While explaining the ins and outs of the best beef in the world coming from a supplier in God-knows-where Nebraska (probably) named Rex, that he obviously enjoys visiting and fraternising with, the owner of WSCERJ seems to have gotten naively mixed up with some American style white-supremacy BS a’la Faux Newz. How do I know this? Well, for starters, the American Indians that died because of the greed European mentality that was conquering North America (at the time) didn’t die from starvation.
That’s right, dear worst-reader. During a seminar about how to consume beef, most of which comes from my beloved (and missed) grand united mistakes of #americant, a full grown family man who is running a vibrant and flourishing business in Germany, actually believes–because of what he has been told–that American Indians died from starvation and not from genocide. It was at this point I raised my hand, put down my drink, and interrupted the host of his seminar. I gayly told him and the audience that I was more than happy to eventually purchase some of his product but he should refrain from making comments about things he heard from some white guy in God-knows-where Nebraska. There was a brief silence in the room. Then the owner of WSCERJ commented about the movie Dances With Wolves and I marched off to the bathroom to gather myself.
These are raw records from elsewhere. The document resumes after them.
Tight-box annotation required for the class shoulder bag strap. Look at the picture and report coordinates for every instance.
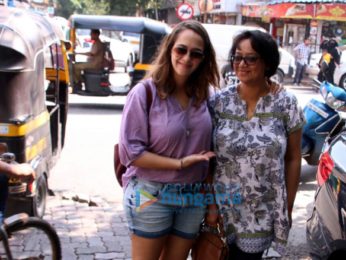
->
[143,81,153,112]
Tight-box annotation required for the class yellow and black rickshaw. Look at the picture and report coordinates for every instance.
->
[0,7,71,217]
[69,15,172,96]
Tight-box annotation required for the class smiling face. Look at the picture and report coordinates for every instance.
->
[171,29,204,82]
[233,39,266,84]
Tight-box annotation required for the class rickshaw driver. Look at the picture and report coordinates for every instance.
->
[73,30,103,90]
[0,161,36,223]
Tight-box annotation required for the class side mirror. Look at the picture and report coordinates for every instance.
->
[64,42,72,51]
[321,60,329,73]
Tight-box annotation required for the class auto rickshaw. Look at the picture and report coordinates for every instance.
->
[69,15,172,96]
[0,7,69,217]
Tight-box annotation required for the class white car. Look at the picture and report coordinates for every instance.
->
[120,32,140,58]
[306,46,346,90]
[76,30,135,71]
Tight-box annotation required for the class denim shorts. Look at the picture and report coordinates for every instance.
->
[124,177,206,239]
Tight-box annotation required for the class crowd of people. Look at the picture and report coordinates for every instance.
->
[119,21,305,260]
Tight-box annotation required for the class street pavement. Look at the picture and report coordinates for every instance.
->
[44,77,317,260]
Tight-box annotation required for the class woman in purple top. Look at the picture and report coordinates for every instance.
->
[119,21,219,260]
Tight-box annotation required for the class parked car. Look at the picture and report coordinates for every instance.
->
[306,131,346,260]
[203,24,296,83]
[120,32,140,60]
[76,30,135,71]
[306,46,346,89]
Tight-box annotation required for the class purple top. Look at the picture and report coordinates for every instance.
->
[119,78,212,189]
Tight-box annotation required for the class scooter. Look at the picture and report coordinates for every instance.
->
[302,73,346,165]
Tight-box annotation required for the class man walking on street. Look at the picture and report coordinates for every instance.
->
[293,38,310,86]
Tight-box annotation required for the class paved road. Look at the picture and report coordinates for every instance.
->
[45,80,316,260]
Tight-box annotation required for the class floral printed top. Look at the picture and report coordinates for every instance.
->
[208,86,305,253]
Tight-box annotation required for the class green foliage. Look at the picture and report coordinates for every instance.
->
[55,0,165,18]
[55,0,109,19]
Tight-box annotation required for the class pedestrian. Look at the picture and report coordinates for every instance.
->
[73,30,104,92]
[293,38,310,86]
[119,20,284,260]
[0,160,36,223]
[206,31,305,260]
[326,39,340,85]
[317,49,331,82]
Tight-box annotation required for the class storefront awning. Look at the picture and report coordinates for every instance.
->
[242,0,346,21]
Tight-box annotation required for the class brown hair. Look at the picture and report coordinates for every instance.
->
[145,20,220,105]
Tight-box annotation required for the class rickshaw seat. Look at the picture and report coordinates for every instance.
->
[84,69,104,74]
[83,42,114,93]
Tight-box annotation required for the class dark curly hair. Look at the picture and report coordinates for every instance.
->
[228,30,280,77]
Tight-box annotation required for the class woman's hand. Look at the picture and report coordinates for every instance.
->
[267,78,286,94]
[181,150,216,169]
[205,204,220,228]
[287,210,292,229]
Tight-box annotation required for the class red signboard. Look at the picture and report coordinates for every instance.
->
[177,3,193,21]
[242,3,346,21]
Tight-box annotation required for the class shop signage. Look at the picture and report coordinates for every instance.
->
[177,3,193,21]
[242,3,346,21]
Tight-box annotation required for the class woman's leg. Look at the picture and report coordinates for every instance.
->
[131,234,169,260]
[160,235,195,260]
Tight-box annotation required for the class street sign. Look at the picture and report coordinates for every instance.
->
[177,3,193,21]
[198,0,214,13]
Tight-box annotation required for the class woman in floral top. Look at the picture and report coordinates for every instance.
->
[206,30,305,259]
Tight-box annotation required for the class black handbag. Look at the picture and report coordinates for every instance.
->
[191,222,229,260]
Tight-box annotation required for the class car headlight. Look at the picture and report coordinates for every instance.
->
[326,92,345,110]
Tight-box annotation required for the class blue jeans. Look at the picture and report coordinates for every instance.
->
[293,62,306,84]
[0,175,8,224]
[124,177,206,239]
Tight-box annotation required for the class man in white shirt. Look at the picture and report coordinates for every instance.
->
[73,30,103,89]
[293,38,310,86]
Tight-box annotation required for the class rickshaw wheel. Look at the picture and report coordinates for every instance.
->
[32,177,48,218]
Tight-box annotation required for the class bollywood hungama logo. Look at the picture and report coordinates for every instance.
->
[136,183,241,211]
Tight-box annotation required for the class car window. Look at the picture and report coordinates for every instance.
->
[101,30,120,41]
[123,32,139,37]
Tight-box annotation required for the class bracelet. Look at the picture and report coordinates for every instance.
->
[179,158,183,171]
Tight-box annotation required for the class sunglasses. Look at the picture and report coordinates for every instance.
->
[173,46,204,61]
[231,55,262,66]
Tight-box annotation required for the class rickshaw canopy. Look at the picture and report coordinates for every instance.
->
[69,15,172,35]
[0,7,64,71]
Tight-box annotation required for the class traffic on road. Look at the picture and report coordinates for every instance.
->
[0,5,346,260]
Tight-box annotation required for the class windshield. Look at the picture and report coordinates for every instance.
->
[76,29,90,35]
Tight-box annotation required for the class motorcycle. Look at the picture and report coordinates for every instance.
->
[302,73,346,165]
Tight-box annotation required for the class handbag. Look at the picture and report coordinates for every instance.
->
[191,222,229,260]
[114,81,153,187]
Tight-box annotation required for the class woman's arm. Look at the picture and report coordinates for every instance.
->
[130,151,215,170]
[285,128,303,227]
[204,163,220,228]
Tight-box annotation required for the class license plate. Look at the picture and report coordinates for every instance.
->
[8,178,21,183]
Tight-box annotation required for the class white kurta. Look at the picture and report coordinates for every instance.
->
[208,86,305,253]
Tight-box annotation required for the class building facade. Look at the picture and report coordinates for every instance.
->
[241,0,346,53]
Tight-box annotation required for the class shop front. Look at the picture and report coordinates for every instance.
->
[242,0,346,54]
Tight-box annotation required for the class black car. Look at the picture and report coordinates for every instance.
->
[306,132,346,260]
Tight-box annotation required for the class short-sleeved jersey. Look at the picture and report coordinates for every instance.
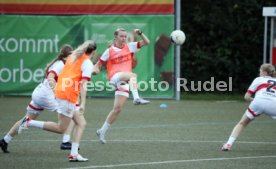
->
[47,60,64,81]
[100,42,141,62]
[247,76,276,101]
[55,54,93,103]
[100,42,140,80]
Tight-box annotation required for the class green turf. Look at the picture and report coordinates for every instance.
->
[0,97,276,169]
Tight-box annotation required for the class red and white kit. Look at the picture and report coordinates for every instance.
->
[245,76,276,119]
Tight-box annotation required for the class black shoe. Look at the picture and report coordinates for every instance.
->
[0,139,9,153]
[60,142,72,150]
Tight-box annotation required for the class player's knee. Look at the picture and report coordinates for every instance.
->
[113,106,122,114]
[59,126,67,134]
[131,73,137,78]
[239,121,246,127]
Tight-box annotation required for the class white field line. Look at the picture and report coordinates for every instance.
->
[63,156,276,169]
[13,140,276,145]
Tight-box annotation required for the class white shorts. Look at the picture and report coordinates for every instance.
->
[245,98,276,120]
[110,72,129,98]
[27,83,58,114]
[56,98,77,118]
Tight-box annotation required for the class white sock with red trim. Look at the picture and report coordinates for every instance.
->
[62,134,71,143]
[129,77,139,100]
[100,121,110,135]
[28,120,44,129]
[70,143,80,156]
[227,136,237,145]
[4,133,13,143]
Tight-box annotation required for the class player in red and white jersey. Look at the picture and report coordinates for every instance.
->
[222,64,276,151]
[0,44,74,153]
[93,28,150,144]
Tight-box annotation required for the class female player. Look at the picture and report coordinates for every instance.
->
[19,41,97,162]
[221,64,276,151]
[0,44,73,153]
[93,28,150,144]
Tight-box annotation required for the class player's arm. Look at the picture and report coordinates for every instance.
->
[134,29,150,48]
[92,49,109,75]
[47,71,57,90]
[92,60,103,75]
[244,92,254,102]
[80,79,88,114]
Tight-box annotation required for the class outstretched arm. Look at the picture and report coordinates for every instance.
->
[134,29,150,47]
[244,92,254,102]
[92,61,103,75]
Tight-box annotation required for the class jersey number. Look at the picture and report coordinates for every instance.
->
[266,80,276,93]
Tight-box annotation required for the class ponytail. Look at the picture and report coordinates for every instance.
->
[260,63,276,77]
[45,44,73,75]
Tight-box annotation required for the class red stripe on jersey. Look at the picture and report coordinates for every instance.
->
[246,90,255,94]
[100,59,105,65]
[137,41,141,49]
[81,77,91,81]
[47,70,58,82]
[29,104,43,111]
[247,108,257,117]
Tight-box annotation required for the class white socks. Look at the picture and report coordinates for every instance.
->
[129,77,139,100]
[70,143,80,156]
[227,136,237,145]
[28,120,44,129]
[62,134,71,143]
[100,121,110,134]
[4,133,13,143]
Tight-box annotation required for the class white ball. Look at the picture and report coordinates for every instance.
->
[171,30,186,45]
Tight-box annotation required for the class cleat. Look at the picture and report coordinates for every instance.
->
[68,154,88,162]
[60,142,80,150]
[60,142,72,150]
[0,139,9,153]
[133,98,150,105]
[96,129,106,144]
[221,144,232,151]
[17,116,31,134]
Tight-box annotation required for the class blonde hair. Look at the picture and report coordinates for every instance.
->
[108,28,126,47]
[45,44,73,75]
[72,40,97,62]
[260,63,276,77]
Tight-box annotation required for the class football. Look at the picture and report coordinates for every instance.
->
[171,30,186,45]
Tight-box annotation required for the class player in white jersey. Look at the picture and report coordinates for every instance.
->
[18,40,97,162]
[0,45,74,153]
[221,64,276,151]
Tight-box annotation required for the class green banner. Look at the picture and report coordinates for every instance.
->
[0,15,175,98]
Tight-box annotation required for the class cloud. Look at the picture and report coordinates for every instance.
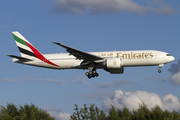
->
[86,80,137,100]
[51,0,175,15]
[86,90,114,100]
[146,76,166,82]
[94,80,137,89]
[102,90,180,111]
[168,60,180,85]
[41,107,70,120]
[0,76,89,86]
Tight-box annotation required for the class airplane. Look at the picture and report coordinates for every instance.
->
[8,31,175,79]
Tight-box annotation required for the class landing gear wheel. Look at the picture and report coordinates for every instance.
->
[95,73,99,77]
[85,72,89,76]
[88,75,91,79]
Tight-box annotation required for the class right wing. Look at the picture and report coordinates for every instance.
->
[53,42,104,61]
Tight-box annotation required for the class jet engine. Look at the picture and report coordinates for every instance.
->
[105,58,121,69]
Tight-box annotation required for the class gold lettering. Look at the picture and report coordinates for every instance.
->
[145,53,149,59]
[142,53,144,59]
[110,53,113,57]
[134,53,137,59]
[123,54,130,59]
[150,53,153,58]
[137,53,141,59]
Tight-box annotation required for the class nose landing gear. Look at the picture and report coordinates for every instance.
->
[85,70,99,79]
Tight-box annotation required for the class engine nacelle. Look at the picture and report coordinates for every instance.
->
[105,67,124,74]
[105,58,121,69]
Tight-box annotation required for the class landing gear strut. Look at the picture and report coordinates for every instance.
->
[85,69,99,79]
[158,64,164,73]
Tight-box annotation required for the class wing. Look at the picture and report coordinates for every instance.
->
[53,42,104,61]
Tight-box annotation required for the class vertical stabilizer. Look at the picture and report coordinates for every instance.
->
[12,31,41,58]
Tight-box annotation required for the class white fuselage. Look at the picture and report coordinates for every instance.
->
[13,50,174,69]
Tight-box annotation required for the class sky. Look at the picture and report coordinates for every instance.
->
[0,0,180,120]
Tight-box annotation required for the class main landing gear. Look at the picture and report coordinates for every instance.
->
[85,70,99,79]
[158,64,164,73]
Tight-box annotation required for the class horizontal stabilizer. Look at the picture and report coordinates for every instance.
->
[7,55,33,62]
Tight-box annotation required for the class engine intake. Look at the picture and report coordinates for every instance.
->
[105,58,124,74]
[105,58,121,69]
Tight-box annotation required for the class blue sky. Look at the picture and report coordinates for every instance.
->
[0,0,180,120]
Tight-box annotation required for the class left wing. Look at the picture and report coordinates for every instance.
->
[53,42,104,61]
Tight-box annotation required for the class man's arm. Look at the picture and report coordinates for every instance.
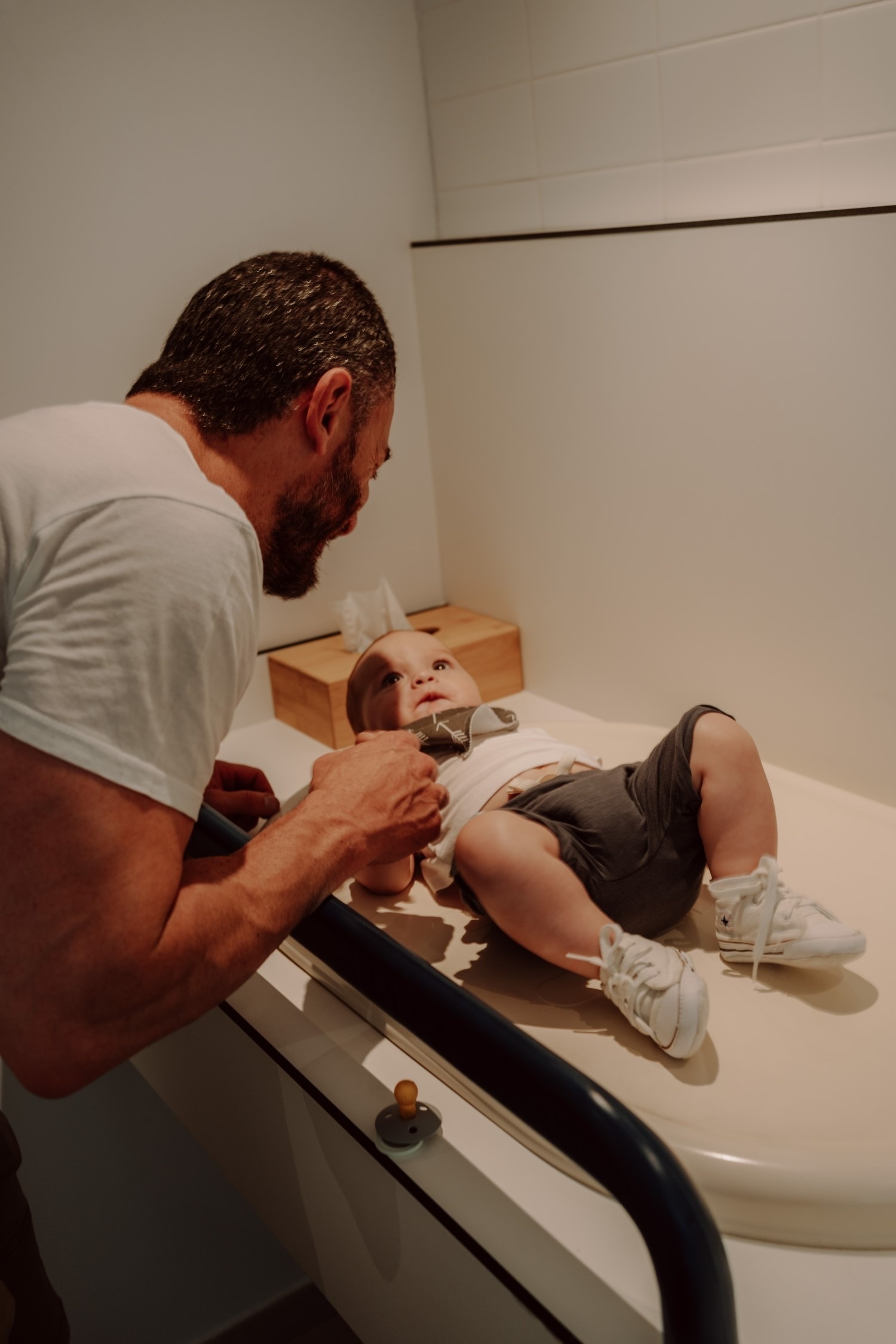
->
[0,732,444,1097]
Upon returning to the foyer and the seminar, I was met at the entry by the sous chef. He was a young bull of a man from what used to be the former East Germany. I joked with him during the evening that he should be a linebacker and play American football. He smiled and obviously approved of my flattery. But before I could re-enter the seminar we had the following discourse:
Sous-chef: Tell me, do you like Donald Trump?
Moi: He’s ok. A bit over-rated both in the good and the bad. But ok.
Sous-chef: I think he’s much better than Hillary. You know Germany has a female president…
Moi: Chancellor, you mean.
Sous-chef: Yes. Whatever. You see how she let in so many migrants? Not good. That’s why I like Trump. He’s right, you know.
Moi: Ah, yeah, sure. As long as he doesn’t go on some crazy war path like George W. Bush, he might be alright.
Sous-chef: Exactly. Trump good. (He drags his knuckles returning to his place in the foyer-kitchen.)
And so. Dear worst-reader. There you have it. The world is amassing and mobilising knuckle draggers from all over and in all corners. I’m faced with them in the heart of prosperous middle Germania and God-knows-where… else.
One thought on “A Seminar About Beef, God-Knows-Where Nebraska, And My Personal Trail Of Tears”
Trust me, dear worst-reader, when I say Germans don’t know beef.
Ab-so-lutely. You are dead on the mark, Mister Stough. I enjoy the way they prepare pork … but not beef.